Even having a very restrictive implementation like:

A) Works only for XMP (and selected fixed length EXIF tags)
B) Requires existing XMP
C) Requires sufficient "slack" space in the existing XMP for the changes
D) In case of any doubt, don't

could lead to a tremendous performance gain for many use cases.

Changing an XMP rating could be done by writing a single byte, instead of copying a 100 MB TIFF file over a network. Even adding or removing a keyword or label could be done in-line.
Correcting the EXIF date and time for 2000 JPEG files from this years vacation on a slow NAS would probably drop to a couple of seconds instead of 10 minutes. Much better for Cloud / wireless applications and mobile usage.

Phil Harvey

I don't disagree with anything you say, and I realize that a feature like this would be useful to many people.  It could also allow me to add partial write support for some formats which aren't yet supported for writing (AVI, MOV for example).  Actually, this feature is already on my to-do list, but not very near the top -- I'll move it up a bit.

- Phil
...where DIR is the name of a directory/folder containing the images.  On Mac/Linux/PowerShell, use single quotes (') instead of double quotes (") around arguments containing a dollar sign ($).

Mac2

Hi, Phil

then you've got me sitting silent, hoping that this will show up some day  :)
No rush, though. I'm sure you have plenty of other things on your to-do list. And also a real real life  ;)

Phil Harvey

I just checked my to-do list.  This was item number 235.  I'll move it up to number 100. :)

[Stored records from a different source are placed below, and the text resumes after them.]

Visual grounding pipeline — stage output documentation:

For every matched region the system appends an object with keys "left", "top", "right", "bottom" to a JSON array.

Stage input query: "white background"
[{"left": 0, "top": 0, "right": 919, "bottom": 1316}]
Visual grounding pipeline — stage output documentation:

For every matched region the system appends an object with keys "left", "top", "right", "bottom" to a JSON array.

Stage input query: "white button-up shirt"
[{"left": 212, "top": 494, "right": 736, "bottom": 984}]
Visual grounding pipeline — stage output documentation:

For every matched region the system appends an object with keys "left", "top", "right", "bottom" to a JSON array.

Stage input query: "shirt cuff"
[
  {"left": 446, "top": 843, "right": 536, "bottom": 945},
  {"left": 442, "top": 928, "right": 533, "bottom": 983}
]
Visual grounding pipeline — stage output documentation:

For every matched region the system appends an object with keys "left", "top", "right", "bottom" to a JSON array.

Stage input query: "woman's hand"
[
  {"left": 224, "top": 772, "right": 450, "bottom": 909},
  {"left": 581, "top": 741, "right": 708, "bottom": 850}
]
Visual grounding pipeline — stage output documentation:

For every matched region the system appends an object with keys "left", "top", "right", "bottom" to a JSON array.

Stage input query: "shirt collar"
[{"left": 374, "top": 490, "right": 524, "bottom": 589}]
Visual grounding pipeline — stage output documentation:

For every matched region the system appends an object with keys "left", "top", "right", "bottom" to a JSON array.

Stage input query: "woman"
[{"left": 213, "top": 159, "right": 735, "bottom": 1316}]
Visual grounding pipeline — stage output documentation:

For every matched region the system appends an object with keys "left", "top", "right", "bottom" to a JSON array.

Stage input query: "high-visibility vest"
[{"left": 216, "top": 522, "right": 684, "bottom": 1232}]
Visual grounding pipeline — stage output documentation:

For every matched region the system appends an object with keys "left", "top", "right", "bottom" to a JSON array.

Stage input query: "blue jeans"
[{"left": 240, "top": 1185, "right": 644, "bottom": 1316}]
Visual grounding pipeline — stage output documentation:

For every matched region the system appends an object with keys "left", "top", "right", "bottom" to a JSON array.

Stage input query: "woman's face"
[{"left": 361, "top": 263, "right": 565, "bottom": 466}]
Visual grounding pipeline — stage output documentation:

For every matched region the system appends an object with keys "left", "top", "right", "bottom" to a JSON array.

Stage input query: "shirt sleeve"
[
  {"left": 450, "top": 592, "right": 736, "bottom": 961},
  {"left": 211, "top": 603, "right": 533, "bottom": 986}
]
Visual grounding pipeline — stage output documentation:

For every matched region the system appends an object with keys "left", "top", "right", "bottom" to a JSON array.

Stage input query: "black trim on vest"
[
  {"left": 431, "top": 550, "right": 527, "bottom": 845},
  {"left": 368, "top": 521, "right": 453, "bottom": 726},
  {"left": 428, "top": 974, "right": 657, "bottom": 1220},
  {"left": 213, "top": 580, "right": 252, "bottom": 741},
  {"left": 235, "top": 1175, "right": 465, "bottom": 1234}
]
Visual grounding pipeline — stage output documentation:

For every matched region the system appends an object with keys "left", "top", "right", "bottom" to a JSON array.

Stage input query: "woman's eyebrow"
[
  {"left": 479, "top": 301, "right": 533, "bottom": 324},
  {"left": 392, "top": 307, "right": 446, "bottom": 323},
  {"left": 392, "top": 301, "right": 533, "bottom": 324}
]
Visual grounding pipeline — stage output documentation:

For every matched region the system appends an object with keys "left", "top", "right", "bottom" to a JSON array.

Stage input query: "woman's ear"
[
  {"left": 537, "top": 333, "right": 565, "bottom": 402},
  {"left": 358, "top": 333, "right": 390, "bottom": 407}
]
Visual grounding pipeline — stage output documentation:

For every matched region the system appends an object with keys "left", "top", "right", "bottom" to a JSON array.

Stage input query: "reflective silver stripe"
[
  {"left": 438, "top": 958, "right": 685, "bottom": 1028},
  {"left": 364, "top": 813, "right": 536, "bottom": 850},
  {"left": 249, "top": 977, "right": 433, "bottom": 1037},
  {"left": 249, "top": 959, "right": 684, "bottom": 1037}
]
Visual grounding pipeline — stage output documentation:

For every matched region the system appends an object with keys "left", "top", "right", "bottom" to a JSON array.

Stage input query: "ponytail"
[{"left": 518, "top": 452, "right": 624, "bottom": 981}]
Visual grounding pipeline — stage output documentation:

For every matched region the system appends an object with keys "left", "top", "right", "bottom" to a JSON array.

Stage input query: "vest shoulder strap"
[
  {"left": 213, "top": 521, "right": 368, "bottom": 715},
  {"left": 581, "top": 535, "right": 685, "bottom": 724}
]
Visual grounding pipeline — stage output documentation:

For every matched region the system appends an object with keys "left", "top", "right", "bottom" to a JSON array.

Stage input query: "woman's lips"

Please don't get your hopes up too high... things don't tend to get completed until they move up to the top 20 or 30 in the list.  Currently there are 361 items in the "to-do" list, with 669 items already moved to the "done" list.

- Phil
...where DIR is the name of a directory/folder containing the images.  On Mac/Linux/PowerShell, use single quotes (') instead of double quotes (") around arguments containing a dollar sign ($).

Mac2

Already made the Top-100 - Yeah! I say  ;D

Looking at how fast you squeeze out updates, there is definitely light at the end of the tunnel.
If this also brings us (limited) write support for ID3 or other tags too, even more worth the wait.

(BTW: Thank you for adding the feature to use -if with group names in your latest release!)